Importantly, the magnitude of benefit was similar to what had been observed in the only randomized trial, MSLT-I, even though that study lacked sufficient power to prove significance. This consistency supports biological plausibility. The authors also highlight that SNB remains less morbid and less costly than many later-stage interventions, including therapeutic lymphadenectomy and adjuvant immunotherapy.
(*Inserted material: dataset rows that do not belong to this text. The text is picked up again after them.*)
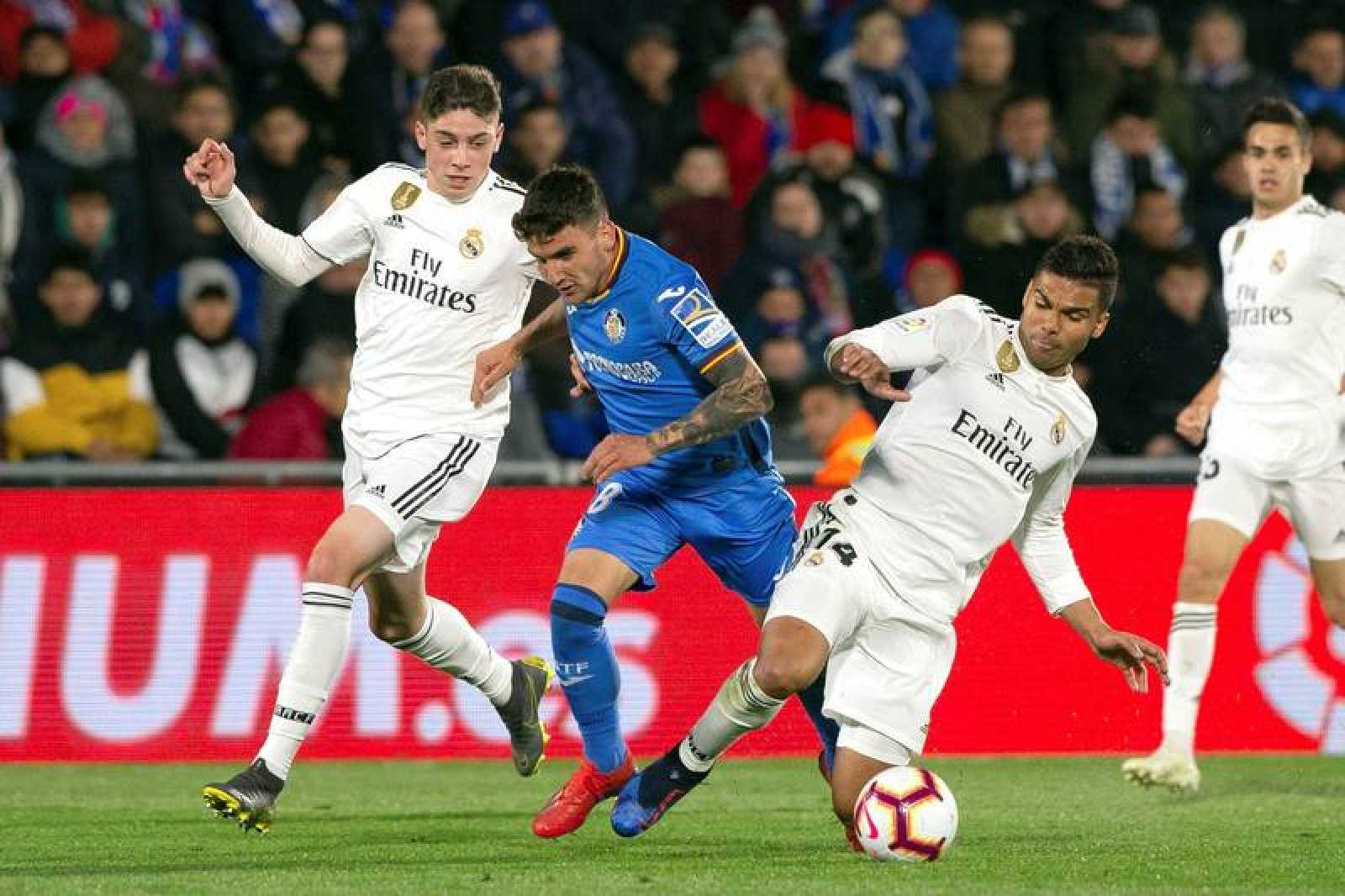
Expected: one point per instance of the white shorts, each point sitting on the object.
(1228, 493)
(888, 662)
(416, 486)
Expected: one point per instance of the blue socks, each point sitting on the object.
(827, 730)
(587, 669)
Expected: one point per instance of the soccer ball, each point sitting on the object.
(905, 814)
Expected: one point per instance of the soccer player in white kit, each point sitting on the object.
(984, 448)
(447, 277)
(1274, 416)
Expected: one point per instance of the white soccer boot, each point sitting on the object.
(1168, 768)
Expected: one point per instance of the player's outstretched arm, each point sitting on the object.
(494, 365)
(1121, 649)
(740, 396)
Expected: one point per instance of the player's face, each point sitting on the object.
(1059, 318)
(459, 147)
(576, 259)
(1275, 163)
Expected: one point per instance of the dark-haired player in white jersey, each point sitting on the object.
(982, 450)
(447, 277)
(1274, 416)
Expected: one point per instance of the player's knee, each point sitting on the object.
(780, 674)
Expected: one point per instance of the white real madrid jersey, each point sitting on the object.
(1278, 403)
(985, 451)
(444, 282)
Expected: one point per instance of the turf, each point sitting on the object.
(1028, 825)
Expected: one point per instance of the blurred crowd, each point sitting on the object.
(824, 163)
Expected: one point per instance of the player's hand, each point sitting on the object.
(1192, 421)
(212, 168)
(1130, 653)
(582, 383)
(618, 451)
(857, 362)
(493, 366)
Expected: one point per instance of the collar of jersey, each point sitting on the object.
(623, 248)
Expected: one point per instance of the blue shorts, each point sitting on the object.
(743, 532)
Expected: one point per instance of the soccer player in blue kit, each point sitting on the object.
(688, 461)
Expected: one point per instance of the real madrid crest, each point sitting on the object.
(471, 245)
(405, 195)
(614, 326)
(1058, 430)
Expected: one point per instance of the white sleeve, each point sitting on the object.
(920, 338)
(284, 256)
(1042, 542)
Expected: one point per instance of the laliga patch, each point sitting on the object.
(703, 319)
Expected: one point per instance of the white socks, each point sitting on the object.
(450, 643)
(1190, 647)
(309, 674)
(739, 708)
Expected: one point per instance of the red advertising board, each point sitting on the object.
(151, 625)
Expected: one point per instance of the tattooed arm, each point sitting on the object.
(740, 396)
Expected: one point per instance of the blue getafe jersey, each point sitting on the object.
(645, 346)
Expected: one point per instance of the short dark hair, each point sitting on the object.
(1086, 260)
(1277, 111)
(462, 87)
(564, 195)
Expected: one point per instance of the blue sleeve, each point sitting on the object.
(692, 323)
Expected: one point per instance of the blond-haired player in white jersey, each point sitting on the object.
(982, 450)
(1273, 410)
(447, 277)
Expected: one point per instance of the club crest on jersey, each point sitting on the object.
(405, 195)
(1058, 430)
(471, 245)
(614, 326)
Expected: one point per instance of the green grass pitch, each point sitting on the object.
(757, 826)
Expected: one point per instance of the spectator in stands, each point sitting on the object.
(284, 165)
(1320, 62)
(44, 66)
(658, 105)
(92, 38)
(11, 224)
(753, 109)
(202, 374)
(965, 112)
(85, 132)
(1136, 65)
(798, 244)
(1026, 155)
(302, 423)
(161, 45)
(1328, 172)
(535, 141)
(699, 221)
(390, 84)
(1221, 80)
(1221, 198)
(838, 428)
(1006, 240)
(1158, 354)
(320, 81)
(540, 65)
(1156, 229)
(76, 382)
(852, 197)
(1129, 155)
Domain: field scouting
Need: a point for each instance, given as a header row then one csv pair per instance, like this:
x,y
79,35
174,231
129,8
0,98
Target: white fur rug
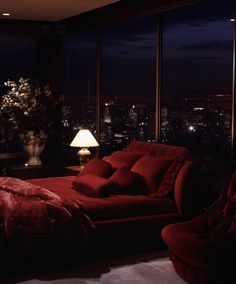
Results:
x,y
148,268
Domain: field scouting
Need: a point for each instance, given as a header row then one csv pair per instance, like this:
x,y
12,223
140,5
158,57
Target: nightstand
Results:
x,y
27,172
72,170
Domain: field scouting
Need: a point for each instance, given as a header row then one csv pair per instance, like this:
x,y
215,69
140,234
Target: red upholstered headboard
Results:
x,y
156,150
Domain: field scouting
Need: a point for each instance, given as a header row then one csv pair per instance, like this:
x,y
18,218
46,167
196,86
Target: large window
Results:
x,y
78,85
197,78
128,83
18,58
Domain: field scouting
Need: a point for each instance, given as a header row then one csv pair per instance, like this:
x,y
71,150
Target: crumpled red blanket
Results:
x,y
29,213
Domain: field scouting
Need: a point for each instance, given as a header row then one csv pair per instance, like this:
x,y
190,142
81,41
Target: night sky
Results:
x,y
197,55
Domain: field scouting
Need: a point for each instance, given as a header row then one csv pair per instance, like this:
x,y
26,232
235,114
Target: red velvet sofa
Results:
x,y
133,216
203,249
117,203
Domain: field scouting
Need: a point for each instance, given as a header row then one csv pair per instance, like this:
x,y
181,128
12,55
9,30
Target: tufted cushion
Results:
x,y
97,167
94,186
151,170
166,187
127,182
157,150
121,159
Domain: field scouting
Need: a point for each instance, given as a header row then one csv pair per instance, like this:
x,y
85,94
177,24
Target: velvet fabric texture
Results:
x,y
112,207
97,167
161,150
151,170
35,223
121,159
203,249
94,186
127,182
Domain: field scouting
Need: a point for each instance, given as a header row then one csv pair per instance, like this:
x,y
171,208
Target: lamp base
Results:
x,y
84,156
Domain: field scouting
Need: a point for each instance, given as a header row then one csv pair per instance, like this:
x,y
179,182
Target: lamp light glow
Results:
x,y
84,139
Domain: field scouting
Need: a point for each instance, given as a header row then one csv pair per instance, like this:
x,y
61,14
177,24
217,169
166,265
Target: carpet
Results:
x,y
146,268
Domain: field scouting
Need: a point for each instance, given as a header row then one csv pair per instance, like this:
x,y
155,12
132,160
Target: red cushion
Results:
x,y
120,159
166,187
94,186
127,182
152,170
97,167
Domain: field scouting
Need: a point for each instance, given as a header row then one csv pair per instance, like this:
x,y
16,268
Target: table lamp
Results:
x,y
84,139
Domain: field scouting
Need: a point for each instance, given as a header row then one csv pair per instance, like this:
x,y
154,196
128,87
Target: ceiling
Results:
x,y
48,10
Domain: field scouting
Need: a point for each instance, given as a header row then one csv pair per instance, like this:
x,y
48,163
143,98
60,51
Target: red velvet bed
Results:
x,y
145,187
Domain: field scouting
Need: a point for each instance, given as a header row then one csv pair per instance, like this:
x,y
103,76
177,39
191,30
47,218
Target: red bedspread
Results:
x,y
31,213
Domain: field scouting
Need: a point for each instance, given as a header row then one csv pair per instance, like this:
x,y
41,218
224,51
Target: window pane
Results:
x,y
78,86
128,84
197,78
17,59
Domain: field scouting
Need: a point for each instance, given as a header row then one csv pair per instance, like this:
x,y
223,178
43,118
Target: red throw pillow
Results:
x,y
168,182
151,170
93,186
121,159
127,182
97,167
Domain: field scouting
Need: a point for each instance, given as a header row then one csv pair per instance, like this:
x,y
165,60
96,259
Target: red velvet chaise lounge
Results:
x,y
120,201
203,250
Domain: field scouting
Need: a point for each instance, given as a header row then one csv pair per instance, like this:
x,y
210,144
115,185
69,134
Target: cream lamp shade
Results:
x,y
84,139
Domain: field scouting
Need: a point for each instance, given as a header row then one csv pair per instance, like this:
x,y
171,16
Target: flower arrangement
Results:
x,y
29,107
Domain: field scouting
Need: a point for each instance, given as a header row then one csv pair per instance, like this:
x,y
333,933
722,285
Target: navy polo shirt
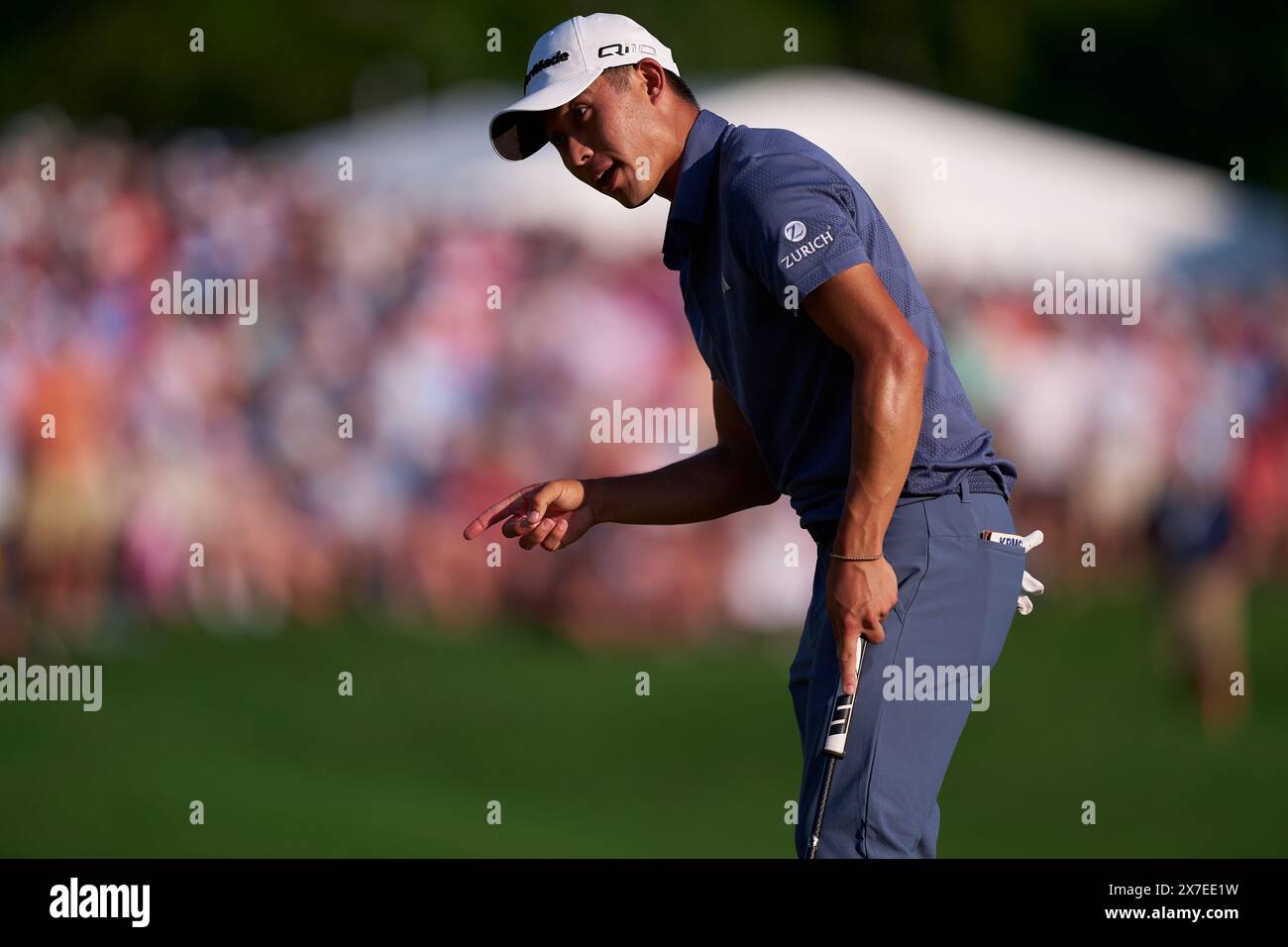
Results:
x,y
760,218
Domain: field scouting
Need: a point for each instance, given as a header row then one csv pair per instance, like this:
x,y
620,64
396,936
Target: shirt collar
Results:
x,y
692,188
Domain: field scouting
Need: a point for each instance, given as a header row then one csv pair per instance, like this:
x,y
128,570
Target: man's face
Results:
x,y
610,140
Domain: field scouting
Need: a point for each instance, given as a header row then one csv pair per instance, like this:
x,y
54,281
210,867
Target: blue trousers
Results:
x,y
956,602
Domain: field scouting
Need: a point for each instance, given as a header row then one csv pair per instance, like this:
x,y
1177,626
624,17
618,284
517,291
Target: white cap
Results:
x,y
562,64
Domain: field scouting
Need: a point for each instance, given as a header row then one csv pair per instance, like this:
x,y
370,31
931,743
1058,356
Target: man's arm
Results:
x,y
713,483
857,313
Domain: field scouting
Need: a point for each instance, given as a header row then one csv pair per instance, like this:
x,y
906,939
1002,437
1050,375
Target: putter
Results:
x,y
833,748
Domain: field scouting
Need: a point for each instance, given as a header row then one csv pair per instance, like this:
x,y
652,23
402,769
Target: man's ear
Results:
x,y
655,77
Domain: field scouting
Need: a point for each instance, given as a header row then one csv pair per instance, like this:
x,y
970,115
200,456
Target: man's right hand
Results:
x,y
554,514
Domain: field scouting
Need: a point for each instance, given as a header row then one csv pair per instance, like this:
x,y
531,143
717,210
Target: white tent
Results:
x,y
969,191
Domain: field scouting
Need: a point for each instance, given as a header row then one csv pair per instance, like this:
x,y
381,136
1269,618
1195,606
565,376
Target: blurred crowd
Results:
x,y
180,429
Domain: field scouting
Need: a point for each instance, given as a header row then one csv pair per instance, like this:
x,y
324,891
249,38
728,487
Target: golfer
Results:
x,y
831,382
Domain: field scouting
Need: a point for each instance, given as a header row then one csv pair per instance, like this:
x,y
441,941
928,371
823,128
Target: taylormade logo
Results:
x,y
102,900
75,684
542,64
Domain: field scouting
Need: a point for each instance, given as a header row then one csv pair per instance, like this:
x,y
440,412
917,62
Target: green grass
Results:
x,y
441,725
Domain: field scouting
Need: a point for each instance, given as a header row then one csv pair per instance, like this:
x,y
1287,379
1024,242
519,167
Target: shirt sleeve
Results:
x,y
793,223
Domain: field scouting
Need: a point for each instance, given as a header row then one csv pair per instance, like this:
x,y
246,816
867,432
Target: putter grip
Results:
x,y
842,710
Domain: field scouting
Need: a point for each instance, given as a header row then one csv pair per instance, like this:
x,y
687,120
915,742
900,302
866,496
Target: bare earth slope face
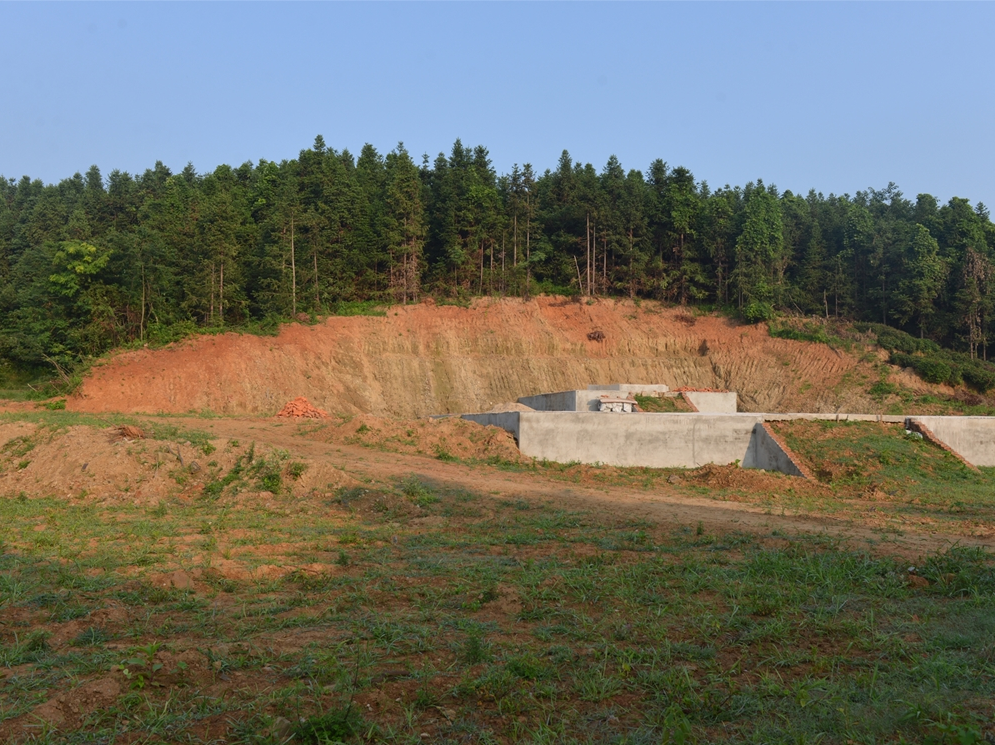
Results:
x,y
427,359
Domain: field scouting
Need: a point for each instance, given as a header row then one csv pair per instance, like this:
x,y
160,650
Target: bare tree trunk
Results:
x,y
528,256
514,243
587,257
293,271
503,288
221,295
141,323
317,294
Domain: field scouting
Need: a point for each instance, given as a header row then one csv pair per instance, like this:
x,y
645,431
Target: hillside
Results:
x,y
428,359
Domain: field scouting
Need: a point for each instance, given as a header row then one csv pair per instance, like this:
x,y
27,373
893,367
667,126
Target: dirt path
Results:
x,y
664,504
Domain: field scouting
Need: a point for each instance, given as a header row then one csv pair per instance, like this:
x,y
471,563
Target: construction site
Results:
x,y
433,524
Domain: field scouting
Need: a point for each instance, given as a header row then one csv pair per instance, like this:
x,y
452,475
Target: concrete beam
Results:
x,y
971,438
712,402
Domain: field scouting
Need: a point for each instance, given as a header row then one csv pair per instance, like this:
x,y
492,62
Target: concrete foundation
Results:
x,y
654,389
588,400
646,440
970,437
712,402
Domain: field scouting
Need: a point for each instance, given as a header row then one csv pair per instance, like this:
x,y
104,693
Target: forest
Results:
x,y
92,263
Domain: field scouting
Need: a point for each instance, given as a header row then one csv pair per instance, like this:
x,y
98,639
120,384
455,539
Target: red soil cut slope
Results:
x,y
427,359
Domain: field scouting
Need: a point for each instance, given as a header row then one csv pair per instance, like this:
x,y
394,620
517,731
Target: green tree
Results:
x,y
758,254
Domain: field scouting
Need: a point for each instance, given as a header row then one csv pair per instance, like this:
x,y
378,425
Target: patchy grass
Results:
x,y
664,404
474,620
865,464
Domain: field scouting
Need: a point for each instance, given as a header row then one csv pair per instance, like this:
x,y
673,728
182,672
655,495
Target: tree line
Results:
x,y
93,262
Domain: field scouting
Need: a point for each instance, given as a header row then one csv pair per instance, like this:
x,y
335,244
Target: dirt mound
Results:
x,y
510,406
426,359
300,407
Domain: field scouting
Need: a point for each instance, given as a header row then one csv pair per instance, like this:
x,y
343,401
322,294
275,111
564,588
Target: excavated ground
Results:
x,y
426,359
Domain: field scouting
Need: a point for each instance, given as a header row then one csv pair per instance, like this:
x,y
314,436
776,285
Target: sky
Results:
x,y
837,97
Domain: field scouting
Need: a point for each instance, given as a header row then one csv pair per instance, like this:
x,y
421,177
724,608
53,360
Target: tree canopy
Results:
x,y
93,262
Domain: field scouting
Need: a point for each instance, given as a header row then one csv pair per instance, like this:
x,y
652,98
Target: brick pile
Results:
x,y
299,408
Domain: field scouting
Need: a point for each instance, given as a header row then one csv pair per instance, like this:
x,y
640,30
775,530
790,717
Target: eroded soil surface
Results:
x,y
420,360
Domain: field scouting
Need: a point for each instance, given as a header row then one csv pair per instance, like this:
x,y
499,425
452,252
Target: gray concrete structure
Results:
x,y
587,400
971,437
642,389
713,402
647,440
766,453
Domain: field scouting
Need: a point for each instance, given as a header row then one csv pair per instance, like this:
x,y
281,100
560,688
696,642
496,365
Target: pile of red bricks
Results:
x,y
300,407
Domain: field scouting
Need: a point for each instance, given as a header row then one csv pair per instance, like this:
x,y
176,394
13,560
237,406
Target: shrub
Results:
x,y
757,311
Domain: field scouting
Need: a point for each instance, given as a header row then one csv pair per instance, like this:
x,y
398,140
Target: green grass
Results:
x,y
56,420
507,621
665,404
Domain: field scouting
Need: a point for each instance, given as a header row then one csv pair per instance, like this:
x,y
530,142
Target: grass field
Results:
x,y
420,613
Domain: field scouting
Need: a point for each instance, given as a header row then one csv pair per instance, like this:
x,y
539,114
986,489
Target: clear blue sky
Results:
x,y
836,97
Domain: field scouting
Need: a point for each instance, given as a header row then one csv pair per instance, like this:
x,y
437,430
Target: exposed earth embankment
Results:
x,y
428,359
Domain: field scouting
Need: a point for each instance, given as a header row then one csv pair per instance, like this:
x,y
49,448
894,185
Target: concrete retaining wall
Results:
x,y
710,402
768,453
970,437
507,420
564,401
651,440
647,440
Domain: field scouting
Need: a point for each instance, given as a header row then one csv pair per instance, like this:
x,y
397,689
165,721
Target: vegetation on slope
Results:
x,y
480,621
92,263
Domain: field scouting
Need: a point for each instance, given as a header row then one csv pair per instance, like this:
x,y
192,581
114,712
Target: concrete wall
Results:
x,y
972,437
649,440
708,402
642,389
563,401
767,454
507,420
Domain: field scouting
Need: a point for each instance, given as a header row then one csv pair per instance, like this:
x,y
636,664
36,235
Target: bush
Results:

With an estimated additional cost of about USD 6,170 per patient for SNB compared with USD 100,000 to 200,000 per patient for immunotherapy, preventing recurrence and reducing the need for later systemic therapy may have important health-economic implications.
Conclusion
This large systematic review and meta-analysis shows that sentinel node biopsy for cutaneous melanoma is associated with a significant reduction in melanoma-specific death and recurrence. In the most robust analysis, SNB reduced the risk of melanoma death by 14% and recurrence by 29%, with low heterogeneity and stable results across sensitivity analyses. These findings reinforce the role of SNB as more than a diagnostic staging tool. For eligible patients with melanoma, SNB appears to offer meaningful clinical benefit by improving outcomes while potentially reducing the need for more morbid and costly therapies later in the disease course.